Quando la Polonia fu invasa dalla Germania nazista nel 1939, la situazione della Chiesa divenne estremamente difficile. Molti sacerdoti furono perseguitati, arrestati e deportati. Don Giuseppe continuò coraggiosamente il suo ministero, senza abbandonare i fedeli nonostante i gravi pericoli.
Il 13 aprile 1940 venne arrestato dalla Gestapo insieme ad altri sacerdoti della regione. Fu inizialmente internato nel campo di concentramento di Dachau, tristemente noto per le terribili condizioni di vita e per le persecuzioni contro il clero cattolico.
Successivamente fu trasferito nel campo di concentramento di Mauthausen, in Austria. Qui subì privazioni, maltrattamenti e umiliazioni, ma mantenne salda la fede e sostenne spiritualmente i compagni di prigionia con la preghiera e l'esempio della sua serenità.

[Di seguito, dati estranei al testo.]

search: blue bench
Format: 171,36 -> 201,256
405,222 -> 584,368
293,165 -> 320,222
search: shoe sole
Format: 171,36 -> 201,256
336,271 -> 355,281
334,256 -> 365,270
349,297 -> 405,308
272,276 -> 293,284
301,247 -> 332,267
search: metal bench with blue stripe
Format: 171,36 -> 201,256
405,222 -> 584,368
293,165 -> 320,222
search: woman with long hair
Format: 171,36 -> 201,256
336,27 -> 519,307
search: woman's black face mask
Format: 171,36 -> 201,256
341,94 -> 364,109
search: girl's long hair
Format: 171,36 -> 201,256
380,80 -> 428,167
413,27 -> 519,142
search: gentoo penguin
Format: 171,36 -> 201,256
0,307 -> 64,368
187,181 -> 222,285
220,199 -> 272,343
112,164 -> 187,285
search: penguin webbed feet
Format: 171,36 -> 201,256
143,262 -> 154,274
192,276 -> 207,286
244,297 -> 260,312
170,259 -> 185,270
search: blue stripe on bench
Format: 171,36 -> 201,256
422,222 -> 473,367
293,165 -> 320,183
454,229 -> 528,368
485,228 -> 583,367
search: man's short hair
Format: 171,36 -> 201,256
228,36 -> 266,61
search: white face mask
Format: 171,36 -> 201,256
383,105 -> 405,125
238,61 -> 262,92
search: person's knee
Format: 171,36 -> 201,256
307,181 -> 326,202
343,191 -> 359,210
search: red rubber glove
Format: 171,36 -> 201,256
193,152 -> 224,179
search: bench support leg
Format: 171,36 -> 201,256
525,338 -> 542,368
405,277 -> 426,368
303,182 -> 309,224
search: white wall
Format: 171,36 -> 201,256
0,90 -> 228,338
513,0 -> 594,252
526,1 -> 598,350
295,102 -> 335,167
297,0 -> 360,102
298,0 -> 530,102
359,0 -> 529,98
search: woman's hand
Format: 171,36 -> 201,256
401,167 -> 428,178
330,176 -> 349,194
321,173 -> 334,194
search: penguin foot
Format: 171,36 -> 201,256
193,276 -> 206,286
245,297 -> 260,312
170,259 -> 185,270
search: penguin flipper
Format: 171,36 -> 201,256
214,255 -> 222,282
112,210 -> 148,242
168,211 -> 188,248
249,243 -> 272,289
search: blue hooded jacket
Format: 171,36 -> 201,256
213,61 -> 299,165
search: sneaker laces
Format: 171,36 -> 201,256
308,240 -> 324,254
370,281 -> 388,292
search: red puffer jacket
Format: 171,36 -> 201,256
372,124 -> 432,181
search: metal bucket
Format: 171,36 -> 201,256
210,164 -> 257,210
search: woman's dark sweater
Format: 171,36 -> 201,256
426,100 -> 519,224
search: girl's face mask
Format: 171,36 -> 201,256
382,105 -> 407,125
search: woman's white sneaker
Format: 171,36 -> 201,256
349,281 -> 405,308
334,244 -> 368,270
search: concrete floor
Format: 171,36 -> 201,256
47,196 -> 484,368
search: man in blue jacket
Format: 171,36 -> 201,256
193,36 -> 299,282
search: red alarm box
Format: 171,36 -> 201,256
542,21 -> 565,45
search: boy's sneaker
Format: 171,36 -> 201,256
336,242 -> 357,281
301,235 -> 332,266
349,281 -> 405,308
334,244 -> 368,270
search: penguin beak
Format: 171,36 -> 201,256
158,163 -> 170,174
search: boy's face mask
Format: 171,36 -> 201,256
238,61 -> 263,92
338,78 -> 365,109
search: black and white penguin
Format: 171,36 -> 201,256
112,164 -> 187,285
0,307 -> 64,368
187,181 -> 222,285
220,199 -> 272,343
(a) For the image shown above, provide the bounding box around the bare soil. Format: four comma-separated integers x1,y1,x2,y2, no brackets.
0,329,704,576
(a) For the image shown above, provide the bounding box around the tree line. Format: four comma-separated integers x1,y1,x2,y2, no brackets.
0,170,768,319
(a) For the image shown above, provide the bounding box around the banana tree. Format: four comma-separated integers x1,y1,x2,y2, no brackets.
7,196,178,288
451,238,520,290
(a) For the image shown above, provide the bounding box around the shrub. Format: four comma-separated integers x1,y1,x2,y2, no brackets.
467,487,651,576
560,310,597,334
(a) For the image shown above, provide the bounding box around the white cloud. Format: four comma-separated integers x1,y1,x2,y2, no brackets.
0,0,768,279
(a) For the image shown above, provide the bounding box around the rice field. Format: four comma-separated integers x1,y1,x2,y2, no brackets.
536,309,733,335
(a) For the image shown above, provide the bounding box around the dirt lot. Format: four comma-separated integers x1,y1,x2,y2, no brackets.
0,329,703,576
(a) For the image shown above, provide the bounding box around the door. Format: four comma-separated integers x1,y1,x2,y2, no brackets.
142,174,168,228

Il 19 maggio 1942 fu ucciso nel castello di Hartheim, uno dei principali centri del programma nazista di eliminazione dei malati e dei detenuti ritenuti inabili al lavoro. Fu assassinato in una camera a gas, offrendo la propria vita in unione al sacrificio di Cristo.
La Chiesa lo ha riconosciuto come martire della fede. Papa san Giovanni Paolo II lo beatificò il 13 giugno 1999 a Varsavia insieme ad altri 107 martiri polacchi della Seconda guerra mondiale.
Il Beato Giuseppe Czempiel è ricordato come un sacerdote fedele, coraggioso e totalmente dedito al suo popolo. La sua testimonianza rimane un luminoso esempio di amore a Cristo e di perseveranza nelle prove più dure.